During erection of the roof structure, the cables are coupled to pivotal connectors structurally attached to the compression ring. Upon essential completion of cable erection, panels of the somewhat flexible glass fiber roof membrane are connected to the compression ring and cables utilizing air secure clamps or the like. During this procedure, the assembly is "down," the cables hanging across the arena in catenary fashion. Upon completion of fabric attachment, a plurality of fans installed within the thus enclosed building are activated to build up the air pressure to predetermined levels depending upon ambient environmental conditions, as well as the design strength of portals and windows within the building structure. As these pressures develop the roof structure is raised to its operational orientation.
An appreciation of the material stress factors enncountered in the design of the air-supported roof structures may be gleaned merely in considering the sizes and weight scales involved in typical installations. For example, the Pontiac Metropolitan Stadium, Pontiac, Mich. is roofed by a cable restrained air-supported roof spanning 722 feet (220 m). Together with the compression ring, the roof cavern of that arena covers ten acres, incorporating eighteen 3-inch diameter cables, the longest of which is 747 feet (227.7 m) in length and weighs 16,000 pounds (7 Mg.).

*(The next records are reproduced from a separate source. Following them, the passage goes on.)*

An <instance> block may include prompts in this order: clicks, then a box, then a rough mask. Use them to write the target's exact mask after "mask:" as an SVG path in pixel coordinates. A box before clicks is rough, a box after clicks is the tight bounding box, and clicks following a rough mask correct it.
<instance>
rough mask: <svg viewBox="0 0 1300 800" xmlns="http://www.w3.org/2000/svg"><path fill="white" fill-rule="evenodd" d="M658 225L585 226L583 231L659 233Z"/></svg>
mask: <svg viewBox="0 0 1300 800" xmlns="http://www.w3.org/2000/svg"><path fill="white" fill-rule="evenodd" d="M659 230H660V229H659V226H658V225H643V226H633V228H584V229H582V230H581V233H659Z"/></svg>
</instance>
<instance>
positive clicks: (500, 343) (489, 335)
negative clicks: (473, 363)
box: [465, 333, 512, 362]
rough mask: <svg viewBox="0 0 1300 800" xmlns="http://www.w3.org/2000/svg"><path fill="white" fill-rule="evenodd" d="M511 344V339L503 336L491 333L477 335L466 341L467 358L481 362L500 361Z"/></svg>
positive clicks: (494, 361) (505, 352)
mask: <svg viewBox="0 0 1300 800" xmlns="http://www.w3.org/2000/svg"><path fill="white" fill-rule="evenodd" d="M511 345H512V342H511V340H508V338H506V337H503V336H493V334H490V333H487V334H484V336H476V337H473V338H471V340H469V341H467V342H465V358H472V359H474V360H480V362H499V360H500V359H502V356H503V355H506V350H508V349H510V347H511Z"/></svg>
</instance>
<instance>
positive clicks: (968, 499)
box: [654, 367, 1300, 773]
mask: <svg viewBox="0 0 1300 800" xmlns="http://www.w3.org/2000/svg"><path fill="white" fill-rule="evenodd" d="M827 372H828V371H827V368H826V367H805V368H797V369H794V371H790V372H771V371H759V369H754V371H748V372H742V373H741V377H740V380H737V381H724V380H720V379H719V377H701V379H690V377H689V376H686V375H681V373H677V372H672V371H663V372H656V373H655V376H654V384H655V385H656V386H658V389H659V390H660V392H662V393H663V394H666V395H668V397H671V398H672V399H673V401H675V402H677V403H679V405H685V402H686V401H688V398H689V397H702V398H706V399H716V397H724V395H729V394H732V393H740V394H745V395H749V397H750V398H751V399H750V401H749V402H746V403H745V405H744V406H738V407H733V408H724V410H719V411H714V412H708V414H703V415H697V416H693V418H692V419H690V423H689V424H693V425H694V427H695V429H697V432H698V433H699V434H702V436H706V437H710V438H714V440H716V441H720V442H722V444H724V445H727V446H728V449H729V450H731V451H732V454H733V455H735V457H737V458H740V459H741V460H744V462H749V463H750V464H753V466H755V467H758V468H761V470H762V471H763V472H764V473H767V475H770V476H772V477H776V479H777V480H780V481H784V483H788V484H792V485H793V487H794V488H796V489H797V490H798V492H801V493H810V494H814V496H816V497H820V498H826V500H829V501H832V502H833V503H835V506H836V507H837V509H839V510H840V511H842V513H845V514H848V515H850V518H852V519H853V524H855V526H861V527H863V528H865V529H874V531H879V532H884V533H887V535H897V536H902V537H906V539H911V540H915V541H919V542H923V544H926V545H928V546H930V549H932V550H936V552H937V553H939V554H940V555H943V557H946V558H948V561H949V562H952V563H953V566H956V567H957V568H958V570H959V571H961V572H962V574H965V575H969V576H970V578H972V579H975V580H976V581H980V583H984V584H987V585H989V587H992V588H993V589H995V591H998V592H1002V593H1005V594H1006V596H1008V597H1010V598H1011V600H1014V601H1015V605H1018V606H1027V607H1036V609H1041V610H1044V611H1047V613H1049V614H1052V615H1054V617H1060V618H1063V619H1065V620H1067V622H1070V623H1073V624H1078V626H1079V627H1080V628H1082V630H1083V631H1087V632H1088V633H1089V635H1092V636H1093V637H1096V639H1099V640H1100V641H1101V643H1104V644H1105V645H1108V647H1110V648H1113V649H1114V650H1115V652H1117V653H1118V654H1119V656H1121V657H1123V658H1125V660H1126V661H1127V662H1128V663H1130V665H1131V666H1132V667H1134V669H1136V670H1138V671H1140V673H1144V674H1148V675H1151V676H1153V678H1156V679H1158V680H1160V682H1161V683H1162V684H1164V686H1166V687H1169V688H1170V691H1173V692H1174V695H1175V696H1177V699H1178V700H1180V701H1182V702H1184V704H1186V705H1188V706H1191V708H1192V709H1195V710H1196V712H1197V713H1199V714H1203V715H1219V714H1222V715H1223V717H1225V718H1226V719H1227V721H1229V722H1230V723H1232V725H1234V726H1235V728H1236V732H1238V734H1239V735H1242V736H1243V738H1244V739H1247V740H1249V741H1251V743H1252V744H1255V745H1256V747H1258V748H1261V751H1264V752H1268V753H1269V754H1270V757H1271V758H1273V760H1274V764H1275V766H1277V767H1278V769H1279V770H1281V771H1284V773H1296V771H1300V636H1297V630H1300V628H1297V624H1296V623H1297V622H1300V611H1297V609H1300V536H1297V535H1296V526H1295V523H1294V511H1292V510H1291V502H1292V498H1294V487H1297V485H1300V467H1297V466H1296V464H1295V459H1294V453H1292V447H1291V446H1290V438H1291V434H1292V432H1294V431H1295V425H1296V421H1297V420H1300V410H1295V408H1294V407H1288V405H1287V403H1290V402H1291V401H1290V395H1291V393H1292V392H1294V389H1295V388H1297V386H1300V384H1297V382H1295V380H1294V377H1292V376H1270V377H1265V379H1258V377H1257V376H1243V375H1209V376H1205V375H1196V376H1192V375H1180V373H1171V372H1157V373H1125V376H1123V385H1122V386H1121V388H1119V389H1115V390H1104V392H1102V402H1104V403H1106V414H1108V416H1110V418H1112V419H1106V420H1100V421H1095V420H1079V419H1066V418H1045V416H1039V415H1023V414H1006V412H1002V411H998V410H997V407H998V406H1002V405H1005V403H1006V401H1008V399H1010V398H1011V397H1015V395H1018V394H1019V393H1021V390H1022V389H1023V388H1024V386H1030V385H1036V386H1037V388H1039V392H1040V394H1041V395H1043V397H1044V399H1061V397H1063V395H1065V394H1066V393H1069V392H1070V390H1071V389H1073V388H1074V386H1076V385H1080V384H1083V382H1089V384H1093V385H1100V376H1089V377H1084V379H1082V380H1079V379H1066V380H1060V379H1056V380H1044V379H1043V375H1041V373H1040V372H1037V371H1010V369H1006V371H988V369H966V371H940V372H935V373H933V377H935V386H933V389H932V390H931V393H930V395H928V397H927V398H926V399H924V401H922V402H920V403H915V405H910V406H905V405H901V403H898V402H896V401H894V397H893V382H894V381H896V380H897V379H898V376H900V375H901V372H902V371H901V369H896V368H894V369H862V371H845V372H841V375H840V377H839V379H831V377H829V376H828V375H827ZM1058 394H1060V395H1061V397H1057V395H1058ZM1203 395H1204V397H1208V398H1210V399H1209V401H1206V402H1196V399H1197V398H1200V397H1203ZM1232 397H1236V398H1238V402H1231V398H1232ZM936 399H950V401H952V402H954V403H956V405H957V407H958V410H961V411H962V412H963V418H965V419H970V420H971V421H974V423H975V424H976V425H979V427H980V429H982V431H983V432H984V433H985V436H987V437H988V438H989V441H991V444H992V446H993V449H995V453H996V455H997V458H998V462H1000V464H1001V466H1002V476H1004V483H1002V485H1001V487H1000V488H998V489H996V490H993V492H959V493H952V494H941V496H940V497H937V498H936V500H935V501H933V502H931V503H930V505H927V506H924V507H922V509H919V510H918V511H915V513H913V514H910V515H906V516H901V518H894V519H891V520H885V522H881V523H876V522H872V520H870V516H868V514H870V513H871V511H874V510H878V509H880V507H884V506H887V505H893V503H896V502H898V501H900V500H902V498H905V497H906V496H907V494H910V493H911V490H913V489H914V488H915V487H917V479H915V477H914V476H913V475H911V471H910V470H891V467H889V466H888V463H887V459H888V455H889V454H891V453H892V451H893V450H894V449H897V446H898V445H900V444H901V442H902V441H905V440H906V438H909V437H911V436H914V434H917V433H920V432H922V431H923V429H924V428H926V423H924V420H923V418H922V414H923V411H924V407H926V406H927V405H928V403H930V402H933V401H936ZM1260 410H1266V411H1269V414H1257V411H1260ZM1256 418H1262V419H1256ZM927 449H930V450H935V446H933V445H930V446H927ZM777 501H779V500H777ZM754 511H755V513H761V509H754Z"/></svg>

Upon inflation, the rise at the center of the roof is 50 feet.
The structural design approach to such roofs necessarily must look to an avoidance of the development of stress gradients, i.e. stress concentrations at various regions of the fabric and cable structure. In the past, such stress anomalies have been witnessed particularly at those points about the compression ring where both a cable end is coupled and the roof membrane is continuously connected to the ring in air secure fashion. Normally, the pivot axis of the cable coupling is not at the same height as the connection of the roof membrane or fabric to the compression ring in the vicinity of the cable, the cable coupling usually being spaced vertically a given distance below the membrane connection. As a consequence, a predetermined amount of slack may be provided in the membrane structure at the cable cross-over regions to accommodate the movement of the roof during inflation and deflation thereof. However, in an inflated mode, such slack accommodation introduces the undesirable structural trade-off of stress gradients both in the fabric as well as in the associated cable. Such trade-offs are seen to impose overall loading constraints upon the basic pressure criteria of the design analysis of the structure.